Şunu size söz olarak, taahhüt olarak söylüyorum: Belki biz bu kürsüden gittikten sonra bu siyah örtü fiziken kaldırılır ama yaptığınız değişiklik Meclis tarihinde kürsüye öyle bir kara leke, öyle bir kara örtü örtmektedir ki günü geldiğinde Cumhuriyet Halk Partisi iktidarında biz iktidar olduğumuz hâlde bugün yaptığınız kısıtlamaları geri alan, muhalefetin denetim olanaklarını arttıran, söz sürelerini arttıran teklifin altına bizler imza attığımızda bu kara örtü ancak o gün ortadan kalkacak. Size bunun sözünü veriyoruz.
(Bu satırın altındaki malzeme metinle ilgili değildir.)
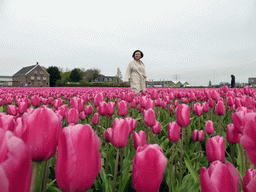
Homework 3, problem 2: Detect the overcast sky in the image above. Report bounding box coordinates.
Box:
[0,0,256,85]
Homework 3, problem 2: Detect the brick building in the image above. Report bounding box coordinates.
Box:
[12,63,50,87]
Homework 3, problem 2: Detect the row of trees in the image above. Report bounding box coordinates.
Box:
[46,66,122,87]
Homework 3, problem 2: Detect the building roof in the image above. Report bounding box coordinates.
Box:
[13,65,36,76]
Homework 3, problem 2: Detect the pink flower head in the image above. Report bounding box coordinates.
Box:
[200,161,240,192]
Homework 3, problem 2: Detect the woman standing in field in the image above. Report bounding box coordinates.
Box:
[124,50,148,94]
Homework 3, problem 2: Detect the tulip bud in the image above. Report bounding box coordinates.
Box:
[104,128,113,143]
[206,136,225,163]
[84,105,92,115]
[144,109,156,127]
[92,113,99,125]
[242,169,256,192]
[56,124,101,191]
[167,121,180,142]
[205,120,214,135]
[176,104,190,127]
[117,100,128,116]
[132,144,167,191]
[200,161,240,192]
[0,129,31,192]
[152,121,161,134]
[215,101,225,116]
[132,131,147,150]
[226,123,242,144]
[66,108,79,124]
[111,119,130,148]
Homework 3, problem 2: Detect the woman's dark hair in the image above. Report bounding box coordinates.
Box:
[132,50,144,58]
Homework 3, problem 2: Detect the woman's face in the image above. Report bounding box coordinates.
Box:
[134,52,141,60]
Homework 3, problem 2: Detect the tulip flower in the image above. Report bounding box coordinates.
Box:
[167,121,180,142]
[118,100,128,116]
[144,109,156,127]
[66,108,79,124]
[205,120,214,135]
[200,161,240,192]
[111,119,130,148]
[31,95,41,107]
[0,114,15,131]
[92,113,99,125]
[0,129,31,192]
[84,105,93,115]
[242,169,256,192]
[56,124,101,191]
[176,104,190,127]
[206,136,225,163]
[132,131,147,150]
[7,105,18,116]
[240,113,256,166]
[132,144,167,192]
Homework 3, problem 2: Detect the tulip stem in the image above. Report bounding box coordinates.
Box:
[105,142,109,175]
[99,116,104,138]
[43,159,50,192]
[219,116,222,136]
[112,148,119,192]
[179,127,184,185]
[30,162,40,192]
[120,148,125,181]
[231,144,235,166]
[169,143,176,191]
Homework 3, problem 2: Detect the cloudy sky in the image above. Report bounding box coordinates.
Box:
[0,0,256,85]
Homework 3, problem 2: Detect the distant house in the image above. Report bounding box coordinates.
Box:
[12,63,50,87]
[0,76,12,87]
[93,75,122,84]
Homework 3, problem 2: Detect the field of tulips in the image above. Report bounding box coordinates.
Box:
[0,86,256,192]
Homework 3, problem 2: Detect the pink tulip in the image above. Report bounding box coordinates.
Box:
[205,120,214,135]
[152,121,161,134]
[202,102,209,113]
[0,114,15,131]
[226,123,242,144]
[191,129,198,142]
[242,169,256,192]
[97,101,108,116]
[193,103,203,116]
[56,124,101,191]
[132,131,147,150]
[7,105,18,116]
[144,109,156,127]
[111,119,130,148]
[167,121,180,142]
[84,105,93,115]
[66,108,79,124]
[104,128,113,143]
[79,111,86,121]
[31,95,41,107]
[18,101,28,114]
[132,144,167,192]
[145,99,154,110]
[107,102,115,116]
[0,129,31,192]
[206,136,225,163]
[176,104,190,127]
[92,113,99,125]
[200,161,240,192]
[117,100,128,116]
[215,101,225,116]
[240,113,256,166]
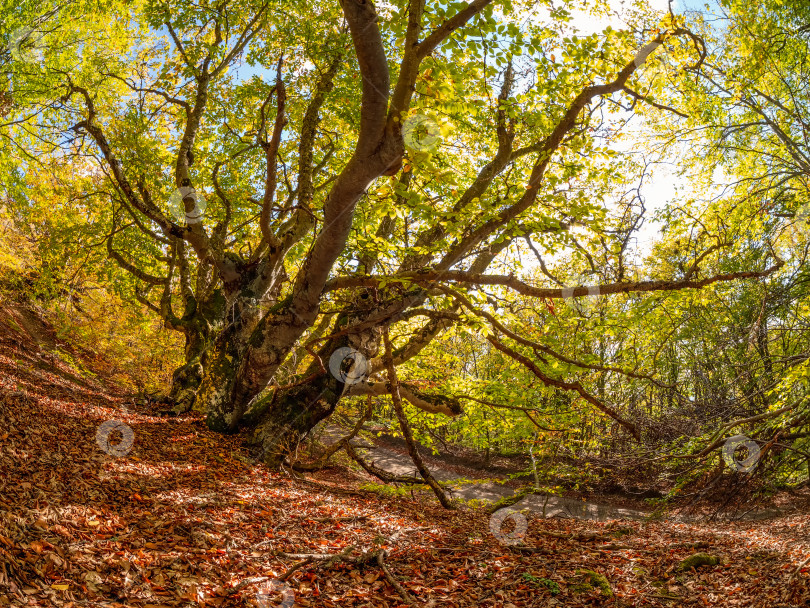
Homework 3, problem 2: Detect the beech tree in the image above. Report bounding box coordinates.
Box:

15 Temmuz akşamı sığınakta ortaklaşılan bazı sözler vardı. O gece dendi ki: "Bu gece bu sığınakta Parlamento güçlendi, parlamenter sistem güçlendi, uzlaşma kültürü güçlendi." O gece demiştim ki içinizden bazı arkadaşlara: Hepimizin buradan alması gereken dersler var. Demek ki uzlaşıyı sığınağa bırakmamak lazımmış. Ama 15 Temmuz günü yaşananlardan, sığınaktaki o hissiyattan, ertesi gün burada "parlamenter sistem, parlamenter demokrasi" vurguları yapmaktan, bütün dünya doğası gereği iktidara karşı yapılmış bir darbe varken dönüp muhalefete bakarken, bizler demokrasiye, Meclise, seçilmiş Hükûmete sahip çıkarken sizin bir yılı biraz geçe savrulduğunuz bu nokta o günkü büyük uzlaşıdan iki parti olarak kopup parlamenter sistemi 16 Nisanda şu an meri olan ama meşru olmayan, mühürsüz ve geçersiz bir Anayasa değişikliğiyle yürürlüğe sokmanızla ve o süreçte bizim sizin o Anayasa değişikliğinize, halkımıza "İnanın bunlar Meclisi itibarsızlaştırıyorlar. Bunlar Meclisi yok sayıyorlar. Bunlar Meclisin sesini kısıyorlar ve kısacaklar." dediğimizde billboardlara "Güçlü Meclis" yazmayı gerekli görmüştünüz kendinizi savunmak için. Bugün güçlü Meclisi teklifinizle görüyoruz. O güçlü Meclis ki iktidarın gündemini milletin gündemiyle çakıştırmak için eldeki tek imkân olan grup önerilerinde, grup önerisini veren partinin süresini on dakikadan beş dakikaya, diğer partilerin süresini on dakikadan üç dakikaya yani reddedildiği ama "Reddedin." dediğine pişman olunduğu gün Soma önergesi için, 11 kez reddedip Gaziantep'te Doktor Ersin böğrüne bıçağı yediği gün kabul ettiğiniz hekime ve sağlık çalışanlarına karşı şiddeti araştırma önergesinin olduğu gün, 7 kez reddedip en son Kırkpınar Başpehlivanında doping çıkınca Doping Araştırma Komisyonu kurduğunuz gün, kadına karşı şiddet için bir kocanın, bir erkek demeye utandığım birisinin metrobüs durağında 38 bıçak darbesiyle çocuklarının anasını parçaladığı günün ertesinde o komisyonları kurduğunuzda bizim çabamız on dakika, on dakika kırk dakikayla yeterli olmamıştı. Şimdi diyorsunuz ki o günlerde Soma'yı görmedik, kadına karşı şiddeti görmedik, o günlerde dopingi görmedik, hekime karşı şiddeti görmedik, çocuk istismarını görmedik, kırk dakika dinledik görmedik, bu sefer on dört dakikada bu yeter. Bu, bu Meclis üzerindeki bir tahakkümün, sizin vicdanlarınız üzerindeki bir hükmedici zihniyetin yansımasından başka bir şey değildir.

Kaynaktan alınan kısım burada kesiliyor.